A spokesperson for CySEC said: “Social media now has a direct influence on investment decisions, but not all the information can be trusted. Too many investors including young people are taking real risks with their money because they are taking advice and recommendations from unreliable sources, ranging from family members and friends to celebrity endorsements on social media platforms, without properly checking out the entity they’re buying from. “
Cypriot regulators launched last year a campaign to educate its citizens on the potential risks involved when it comes to online trading. The watchdog advised retail traders to be cautious when engaging so-called “finfluencers” and conduct serious due diligence on any prospective partners.

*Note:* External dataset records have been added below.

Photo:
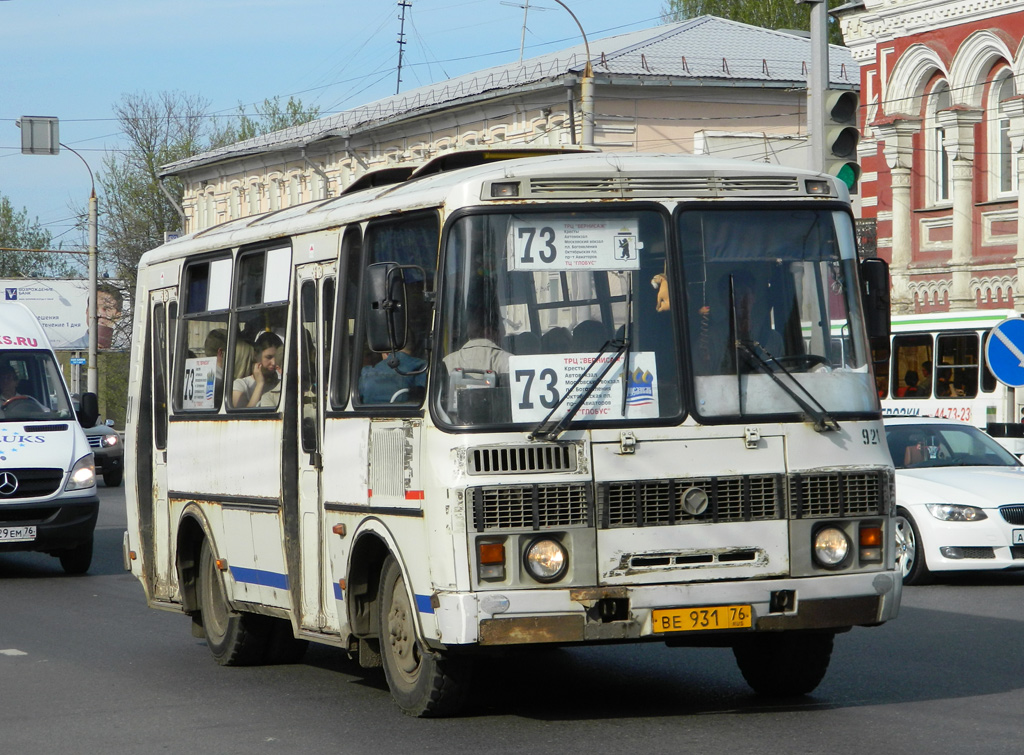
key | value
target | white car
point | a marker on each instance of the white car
(960, 499)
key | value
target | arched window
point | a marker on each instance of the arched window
(1000, 159)
(938, 160)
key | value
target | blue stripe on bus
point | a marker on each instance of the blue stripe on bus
(423, 604)
(259, 577)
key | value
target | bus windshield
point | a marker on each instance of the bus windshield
(773, 313)
(542, 310)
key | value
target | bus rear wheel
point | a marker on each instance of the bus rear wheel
(423, 682)
(784, 664)
(233, 638)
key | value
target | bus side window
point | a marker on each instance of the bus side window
(911, 366)
(199, 377)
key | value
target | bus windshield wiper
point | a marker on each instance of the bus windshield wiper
(822, 420)
(543, 431)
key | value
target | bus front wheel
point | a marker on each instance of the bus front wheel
(423, 682)
(233, 638)
(784, 664)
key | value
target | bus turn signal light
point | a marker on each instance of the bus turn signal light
(870, 543)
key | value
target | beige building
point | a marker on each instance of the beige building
(706, 86)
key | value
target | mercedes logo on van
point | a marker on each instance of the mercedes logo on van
(8, 484)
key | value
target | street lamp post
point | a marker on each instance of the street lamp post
(39, 136)
(586, 88)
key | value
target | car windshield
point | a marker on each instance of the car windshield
(916, 446)
(31, 387)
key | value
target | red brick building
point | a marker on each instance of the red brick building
(942, 160)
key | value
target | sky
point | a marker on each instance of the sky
(74, 60)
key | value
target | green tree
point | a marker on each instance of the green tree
(766, 13)
(270, 116)
(19, 240)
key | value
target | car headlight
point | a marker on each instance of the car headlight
(546, 559)
(83, 474)
(832, 547)
(955, 512)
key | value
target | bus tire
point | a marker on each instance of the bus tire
(233, 638)
(77, 559)
(423, 682)
(784, 664)
(910, 551)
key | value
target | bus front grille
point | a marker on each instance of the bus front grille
(838, 494)
(657, 502)
(530, 506)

CySEC says those promoters must be licensed to give financial advice or are authorised representatives of advisers. The same rules apply to influencers who earn affiliate commissions for referring their pages’ followers to online brokers, which also requires a licence to give such advice.
The regulator added that investment recommendations had to be produced in an objective and transparent way, so that investors could distinguish fact from opinions.